Therapeutic Implications and Preventive Measures
Some authors claimed on efficient control of the first-phase infection with broad-spectrum antimicrobials, such as penicillin, ampicillin, and ceftriaxone (Huang et al. 2005, Ma et al. 2008, Huh et al. 2011). However, frequent occurrence of hearing impairment in subjects with S. suis meningitis implies that potentially ototoxic agents, such as aminoglycoside antibiotics, should be used with extreme caution in this group. Moreover, some evidence suggests that a growing proportion of S. suis strains involved in purulent meningitis may show multidrug resistance (Hoa et al. 2011). Although this seems to be an issue mainly in countries with high incidence of S. suis infections, it should not be neglected, especially after a study conducted in New Zealand showed high ratio of local farmers and meat inspectors being seropositive to S. suis SS2 (Dickie et al. 1987, Coolen et al. 1989), which points to the likely presence of subclinical infections.

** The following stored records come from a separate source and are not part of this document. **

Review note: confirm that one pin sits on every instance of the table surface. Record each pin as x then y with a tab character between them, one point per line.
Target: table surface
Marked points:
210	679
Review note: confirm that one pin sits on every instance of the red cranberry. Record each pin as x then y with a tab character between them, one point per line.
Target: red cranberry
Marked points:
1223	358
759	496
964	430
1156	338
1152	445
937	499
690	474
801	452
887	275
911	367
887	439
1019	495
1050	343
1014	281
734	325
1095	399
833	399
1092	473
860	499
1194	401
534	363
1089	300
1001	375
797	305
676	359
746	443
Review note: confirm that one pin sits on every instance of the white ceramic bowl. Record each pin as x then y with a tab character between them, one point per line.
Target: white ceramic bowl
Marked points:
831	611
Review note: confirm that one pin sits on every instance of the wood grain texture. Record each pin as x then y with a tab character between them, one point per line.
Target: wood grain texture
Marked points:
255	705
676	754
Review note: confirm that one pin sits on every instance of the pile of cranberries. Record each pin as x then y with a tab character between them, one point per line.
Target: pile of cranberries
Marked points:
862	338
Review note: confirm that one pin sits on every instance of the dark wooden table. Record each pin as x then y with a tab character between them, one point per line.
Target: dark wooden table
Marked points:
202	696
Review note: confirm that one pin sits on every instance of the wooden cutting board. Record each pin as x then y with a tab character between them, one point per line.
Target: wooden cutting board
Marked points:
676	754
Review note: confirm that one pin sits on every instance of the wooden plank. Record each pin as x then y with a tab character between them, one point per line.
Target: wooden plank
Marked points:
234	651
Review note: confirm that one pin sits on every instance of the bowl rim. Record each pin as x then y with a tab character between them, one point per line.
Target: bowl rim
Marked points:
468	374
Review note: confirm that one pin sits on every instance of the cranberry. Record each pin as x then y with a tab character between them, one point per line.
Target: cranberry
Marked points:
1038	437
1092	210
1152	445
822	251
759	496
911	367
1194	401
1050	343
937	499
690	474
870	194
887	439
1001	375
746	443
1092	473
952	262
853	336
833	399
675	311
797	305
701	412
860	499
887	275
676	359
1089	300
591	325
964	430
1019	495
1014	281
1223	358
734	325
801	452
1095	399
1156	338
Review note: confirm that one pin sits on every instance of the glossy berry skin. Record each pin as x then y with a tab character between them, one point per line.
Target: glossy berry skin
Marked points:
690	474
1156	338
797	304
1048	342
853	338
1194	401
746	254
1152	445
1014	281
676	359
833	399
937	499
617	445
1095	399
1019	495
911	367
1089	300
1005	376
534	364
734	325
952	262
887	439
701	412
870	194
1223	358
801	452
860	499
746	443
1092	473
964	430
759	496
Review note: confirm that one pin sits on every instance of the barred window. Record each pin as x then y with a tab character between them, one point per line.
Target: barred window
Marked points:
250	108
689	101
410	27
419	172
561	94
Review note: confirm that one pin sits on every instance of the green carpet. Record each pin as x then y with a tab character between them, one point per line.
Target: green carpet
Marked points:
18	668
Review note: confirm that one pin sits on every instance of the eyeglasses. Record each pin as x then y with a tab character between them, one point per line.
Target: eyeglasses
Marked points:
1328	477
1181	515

Finally, steroid use requires careful analysis; while steroids are an important element of successful therapy of bacterial meningitis, they are also a risk factor for secondary hearing loss.
Apart from the control of S. suis infection, equally important is primary prevention, specifically use of appropriate protective devices (e.g., gloves) by personnel exposed to contact with pigs and pork, especially when the skin integrity is breached, and also a thorough veterinary control of slaughtered animals and adherence to all general sanitary and hygienic standards are followed.
Conclusion
Literature data show that S. suis is an important etiological factor of purulent meningitis, especially in subjects being occupationally exposed to contact with pigs and/or pork meat. Owing to growing incidence of S. suis meningitis, a history of such exposure should be verified in each patient presenting with typical meningeal symptoms. Whenever, S. suis was confirmed as the etiological factor of purulent meningitis, therapeutic protocol should be adjusted appropriately to avoid patient's exposure to potentially ototoxic antimicrobial agents and corticosteroids. Considering the biphasic character of S. suis meningitis and its frequently atypical outcome, all individuals with this condition should be optimally supervised by a multidisciplinary team, including an ENT specialist.
Footnotes
Author Disclosure Statement
No competing financial interests exist.